1-propyl-7-oxo-2, 3, 7, 8, 9, 9 a-hexahydro-1H-benzo [ de ] quinoline is reduced to the corresponding alcohol, which is subsequently dehydrated. The exocyclic double bond is epoxidized after ring opening to form 1-propyl-6-oxo-2, 3, 6, 8, 9, 9 a-hexahydro-1H-benzo [ de ] quinoline. This keto group is subjected to wittig reaction with (3-ethoxycarbonyl-propyl) -triphenylphosphine bromide. After conventional operation, the crude product was dissolved in dichloromethane and added to PPA. After the cyclization is complete, the product is hydrolyzed under acidic conditions. After basification the crude final product is obtained by extraction. It is purified by column chromatography, then converted to a pharmaceutically acceptable salt and recrystallized.

Pharmacology of

Behavioral testing of the Compound GMC6650 (example 6) in rats

Rats weighing approximately 350g were injected subcutaneously with 1. mu. mol/kg of GMC6650 in the neck. Another rat weighing approximately 350g was given the same dose by oral injection. The drug (3.4mg) was initially dissolved in ethanol (50. mu.L), 1M acetic acid (2 drops) and water (1.4mL), corresponding to 15. mu. mol per 1.5mL, which means a concentration of 10. mu. mol/mL. The solution was first diluted 10 fold and injected with 0.35mL, giving a dose of 1. mu. mol/kg. Both rats were treated as such.

Both individuals showed the same form of biological activity, independent of the type of administration received by the rat: after the rats were gradually sedated for 10 minutes, their eyes were closed or partially closed. After 15 minutes a clear dopaminergic effect, i.e. chewing, sniffing, licking, combing the penis, combing, was seen, after 30 minutes both rats showed clear signs of stereotypy.

Engraving was severe and showed several hours with visual inspection. After 10 hours, both rats still showed signs of stereotypy. The next morning, the subcutaneously injected rats were still alive and the orally administered rats were calm.

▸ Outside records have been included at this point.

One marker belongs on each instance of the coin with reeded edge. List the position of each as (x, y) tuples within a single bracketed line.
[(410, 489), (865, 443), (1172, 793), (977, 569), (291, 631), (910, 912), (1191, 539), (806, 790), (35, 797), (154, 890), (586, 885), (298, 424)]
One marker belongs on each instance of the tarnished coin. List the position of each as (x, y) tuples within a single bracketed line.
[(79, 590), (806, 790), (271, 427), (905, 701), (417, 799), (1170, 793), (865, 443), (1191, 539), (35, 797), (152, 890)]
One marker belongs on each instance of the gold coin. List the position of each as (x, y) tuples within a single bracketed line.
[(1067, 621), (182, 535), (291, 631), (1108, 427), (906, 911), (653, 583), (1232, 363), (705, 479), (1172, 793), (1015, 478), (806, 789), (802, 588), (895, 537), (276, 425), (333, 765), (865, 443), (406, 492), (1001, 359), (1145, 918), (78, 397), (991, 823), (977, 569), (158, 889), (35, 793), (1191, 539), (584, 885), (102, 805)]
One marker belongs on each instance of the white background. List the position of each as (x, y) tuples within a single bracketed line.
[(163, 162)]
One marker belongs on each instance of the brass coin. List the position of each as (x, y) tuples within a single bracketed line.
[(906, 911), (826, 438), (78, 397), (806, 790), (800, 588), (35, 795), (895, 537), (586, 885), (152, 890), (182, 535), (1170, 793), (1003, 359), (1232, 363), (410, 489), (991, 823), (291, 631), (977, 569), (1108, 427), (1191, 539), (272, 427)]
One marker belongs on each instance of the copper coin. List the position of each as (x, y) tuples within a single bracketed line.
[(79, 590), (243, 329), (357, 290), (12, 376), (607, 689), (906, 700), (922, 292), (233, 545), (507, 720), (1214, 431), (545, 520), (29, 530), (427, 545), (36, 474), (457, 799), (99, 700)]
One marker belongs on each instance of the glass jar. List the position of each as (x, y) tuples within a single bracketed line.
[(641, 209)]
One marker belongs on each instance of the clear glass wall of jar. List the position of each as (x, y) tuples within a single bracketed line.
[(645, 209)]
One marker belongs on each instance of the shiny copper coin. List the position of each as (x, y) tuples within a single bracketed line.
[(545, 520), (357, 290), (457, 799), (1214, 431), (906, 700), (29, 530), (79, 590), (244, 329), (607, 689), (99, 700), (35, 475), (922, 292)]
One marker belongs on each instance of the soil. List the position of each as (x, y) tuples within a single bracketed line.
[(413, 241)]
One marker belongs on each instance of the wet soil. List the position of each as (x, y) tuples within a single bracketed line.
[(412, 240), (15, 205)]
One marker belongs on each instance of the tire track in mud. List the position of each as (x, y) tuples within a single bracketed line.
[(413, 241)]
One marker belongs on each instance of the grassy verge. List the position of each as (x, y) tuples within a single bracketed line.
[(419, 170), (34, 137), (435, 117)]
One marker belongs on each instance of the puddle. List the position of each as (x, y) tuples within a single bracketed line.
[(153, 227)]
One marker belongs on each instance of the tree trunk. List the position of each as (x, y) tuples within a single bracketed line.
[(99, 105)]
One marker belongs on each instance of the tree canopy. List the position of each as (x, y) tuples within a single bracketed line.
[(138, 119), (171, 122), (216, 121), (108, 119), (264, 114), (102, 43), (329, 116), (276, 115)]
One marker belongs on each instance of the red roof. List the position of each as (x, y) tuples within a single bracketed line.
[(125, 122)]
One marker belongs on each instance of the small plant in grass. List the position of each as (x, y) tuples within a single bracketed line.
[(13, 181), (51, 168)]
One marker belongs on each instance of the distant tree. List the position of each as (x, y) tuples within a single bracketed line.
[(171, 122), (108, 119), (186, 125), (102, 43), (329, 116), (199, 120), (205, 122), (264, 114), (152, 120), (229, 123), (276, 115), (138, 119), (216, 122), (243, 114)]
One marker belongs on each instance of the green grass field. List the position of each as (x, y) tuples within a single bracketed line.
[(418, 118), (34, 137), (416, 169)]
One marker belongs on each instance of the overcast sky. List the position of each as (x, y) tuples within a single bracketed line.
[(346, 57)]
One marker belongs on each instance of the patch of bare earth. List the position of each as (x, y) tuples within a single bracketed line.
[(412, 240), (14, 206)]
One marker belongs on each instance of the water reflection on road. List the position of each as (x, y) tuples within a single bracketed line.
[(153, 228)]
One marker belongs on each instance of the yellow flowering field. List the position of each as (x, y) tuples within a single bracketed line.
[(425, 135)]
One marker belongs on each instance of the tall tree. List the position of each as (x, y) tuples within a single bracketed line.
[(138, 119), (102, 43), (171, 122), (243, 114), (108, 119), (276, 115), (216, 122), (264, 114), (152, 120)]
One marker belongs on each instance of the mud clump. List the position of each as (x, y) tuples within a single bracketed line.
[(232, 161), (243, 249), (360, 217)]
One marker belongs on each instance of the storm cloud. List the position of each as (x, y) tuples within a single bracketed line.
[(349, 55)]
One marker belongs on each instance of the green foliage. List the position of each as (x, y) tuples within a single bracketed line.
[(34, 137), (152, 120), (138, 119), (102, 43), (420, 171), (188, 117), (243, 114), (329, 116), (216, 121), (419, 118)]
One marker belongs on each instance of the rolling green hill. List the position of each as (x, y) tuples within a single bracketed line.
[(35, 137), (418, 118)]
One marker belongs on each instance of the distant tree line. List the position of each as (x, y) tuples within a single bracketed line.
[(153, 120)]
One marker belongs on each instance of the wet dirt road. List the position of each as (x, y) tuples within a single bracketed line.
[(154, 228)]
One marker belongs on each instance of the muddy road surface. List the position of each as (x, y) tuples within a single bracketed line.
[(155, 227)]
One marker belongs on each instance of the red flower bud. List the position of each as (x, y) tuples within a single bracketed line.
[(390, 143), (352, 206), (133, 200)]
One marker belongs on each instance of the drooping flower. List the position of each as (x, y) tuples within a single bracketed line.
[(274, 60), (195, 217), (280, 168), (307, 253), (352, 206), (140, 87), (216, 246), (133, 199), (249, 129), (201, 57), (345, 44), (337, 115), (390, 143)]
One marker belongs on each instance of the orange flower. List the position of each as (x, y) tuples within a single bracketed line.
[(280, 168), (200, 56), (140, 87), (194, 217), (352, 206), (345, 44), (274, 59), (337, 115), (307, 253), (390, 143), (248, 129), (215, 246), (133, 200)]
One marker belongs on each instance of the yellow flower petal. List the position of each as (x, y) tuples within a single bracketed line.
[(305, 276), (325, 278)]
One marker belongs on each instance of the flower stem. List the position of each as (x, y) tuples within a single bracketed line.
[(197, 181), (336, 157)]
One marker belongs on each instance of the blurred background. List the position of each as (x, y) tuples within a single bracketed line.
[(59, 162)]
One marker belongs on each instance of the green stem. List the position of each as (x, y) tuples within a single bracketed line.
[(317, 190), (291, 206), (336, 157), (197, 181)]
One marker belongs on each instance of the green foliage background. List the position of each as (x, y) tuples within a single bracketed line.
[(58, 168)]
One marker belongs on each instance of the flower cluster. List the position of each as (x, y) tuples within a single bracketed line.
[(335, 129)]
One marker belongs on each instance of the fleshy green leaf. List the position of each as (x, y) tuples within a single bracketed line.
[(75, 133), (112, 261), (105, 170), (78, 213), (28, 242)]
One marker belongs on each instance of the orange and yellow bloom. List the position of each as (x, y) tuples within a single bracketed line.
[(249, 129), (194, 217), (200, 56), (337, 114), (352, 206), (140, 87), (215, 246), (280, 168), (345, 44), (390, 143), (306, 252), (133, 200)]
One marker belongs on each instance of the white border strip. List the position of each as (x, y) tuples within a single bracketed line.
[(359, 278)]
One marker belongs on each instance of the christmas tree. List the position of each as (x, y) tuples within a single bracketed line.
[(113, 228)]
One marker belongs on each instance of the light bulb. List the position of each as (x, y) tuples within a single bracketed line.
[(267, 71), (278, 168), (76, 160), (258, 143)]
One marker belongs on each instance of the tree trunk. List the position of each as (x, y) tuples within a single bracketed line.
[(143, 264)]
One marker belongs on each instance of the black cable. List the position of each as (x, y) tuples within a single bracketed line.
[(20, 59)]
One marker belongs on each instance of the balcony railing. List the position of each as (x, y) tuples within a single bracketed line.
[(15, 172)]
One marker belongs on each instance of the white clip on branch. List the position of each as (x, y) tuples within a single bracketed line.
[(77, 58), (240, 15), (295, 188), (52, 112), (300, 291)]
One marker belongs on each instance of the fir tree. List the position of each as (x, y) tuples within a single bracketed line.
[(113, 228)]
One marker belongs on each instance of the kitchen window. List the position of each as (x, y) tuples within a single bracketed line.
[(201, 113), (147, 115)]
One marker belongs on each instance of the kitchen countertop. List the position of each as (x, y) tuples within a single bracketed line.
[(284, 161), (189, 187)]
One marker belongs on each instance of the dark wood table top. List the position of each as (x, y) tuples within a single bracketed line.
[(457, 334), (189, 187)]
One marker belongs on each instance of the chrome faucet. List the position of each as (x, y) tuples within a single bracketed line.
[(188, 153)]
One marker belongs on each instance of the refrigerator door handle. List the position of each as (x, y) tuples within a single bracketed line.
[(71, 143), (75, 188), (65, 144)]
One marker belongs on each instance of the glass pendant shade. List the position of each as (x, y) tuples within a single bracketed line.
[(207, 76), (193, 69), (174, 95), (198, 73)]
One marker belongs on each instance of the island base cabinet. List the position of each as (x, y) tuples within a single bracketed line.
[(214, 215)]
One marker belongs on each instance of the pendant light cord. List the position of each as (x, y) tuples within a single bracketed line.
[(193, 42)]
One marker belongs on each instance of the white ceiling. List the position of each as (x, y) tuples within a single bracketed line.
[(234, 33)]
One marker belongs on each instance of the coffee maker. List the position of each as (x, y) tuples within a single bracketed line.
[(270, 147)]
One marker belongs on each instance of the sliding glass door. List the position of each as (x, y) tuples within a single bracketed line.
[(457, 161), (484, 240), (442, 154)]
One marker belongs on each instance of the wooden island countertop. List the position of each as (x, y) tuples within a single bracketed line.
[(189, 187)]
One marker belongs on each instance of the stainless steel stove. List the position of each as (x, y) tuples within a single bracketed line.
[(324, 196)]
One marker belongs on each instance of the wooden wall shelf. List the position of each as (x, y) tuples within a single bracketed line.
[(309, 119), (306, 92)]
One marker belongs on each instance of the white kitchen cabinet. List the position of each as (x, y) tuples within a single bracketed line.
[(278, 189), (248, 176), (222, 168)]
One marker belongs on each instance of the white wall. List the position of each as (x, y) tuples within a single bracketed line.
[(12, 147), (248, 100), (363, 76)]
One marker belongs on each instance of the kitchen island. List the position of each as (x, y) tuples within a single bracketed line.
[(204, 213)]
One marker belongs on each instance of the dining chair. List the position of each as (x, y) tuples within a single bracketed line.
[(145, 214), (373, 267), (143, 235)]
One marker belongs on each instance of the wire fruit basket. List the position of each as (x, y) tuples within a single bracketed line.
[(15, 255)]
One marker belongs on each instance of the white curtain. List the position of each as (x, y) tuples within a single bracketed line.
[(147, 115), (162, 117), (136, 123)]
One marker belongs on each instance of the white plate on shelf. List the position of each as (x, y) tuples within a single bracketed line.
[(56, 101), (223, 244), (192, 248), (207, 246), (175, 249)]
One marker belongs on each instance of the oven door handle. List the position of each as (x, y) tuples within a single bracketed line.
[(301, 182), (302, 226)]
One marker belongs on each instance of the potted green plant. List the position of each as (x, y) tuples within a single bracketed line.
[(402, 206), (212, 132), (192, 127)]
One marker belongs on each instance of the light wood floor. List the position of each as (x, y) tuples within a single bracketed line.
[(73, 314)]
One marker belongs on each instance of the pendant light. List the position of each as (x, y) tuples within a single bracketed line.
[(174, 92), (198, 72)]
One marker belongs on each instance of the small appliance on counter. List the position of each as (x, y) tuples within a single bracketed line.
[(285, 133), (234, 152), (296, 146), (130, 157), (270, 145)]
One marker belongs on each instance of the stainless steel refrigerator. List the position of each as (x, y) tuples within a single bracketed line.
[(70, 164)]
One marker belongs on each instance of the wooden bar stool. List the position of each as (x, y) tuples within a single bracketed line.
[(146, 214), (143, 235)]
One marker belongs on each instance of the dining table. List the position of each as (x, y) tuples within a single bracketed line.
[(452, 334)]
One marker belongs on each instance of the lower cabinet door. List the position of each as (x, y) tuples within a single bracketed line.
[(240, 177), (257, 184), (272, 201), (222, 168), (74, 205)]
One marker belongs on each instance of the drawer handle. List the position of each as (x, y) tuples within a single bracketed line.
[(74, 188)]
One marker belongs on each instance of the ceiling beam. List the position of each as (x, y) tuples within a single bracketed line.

Therefore, the action time is more than or equal to 10 hours for subcutaneous injection and oral administration of 1 mu mol/kg.

Claims (4)

1. A compound of formula If:

wherein the content of the first and second substances,

m is 1;

R₂selected from hydrogen atoms, alkyl groups of 1 to 7 carbon atoms.

2. A compound according to claim 1, wherein R is₂Is n-propyl.

3. A pharmaceutical composition comprising a compound of general formula If as defined in claim 1 together with a pharmaceutically acceptable carrier, diluent or excipient.

4. Use of a compound of general formula If as defined in claim 1 or a pharmaceutically acceptable salt thereof for the manufacture of a medicament for the treatment of parkinson's disease.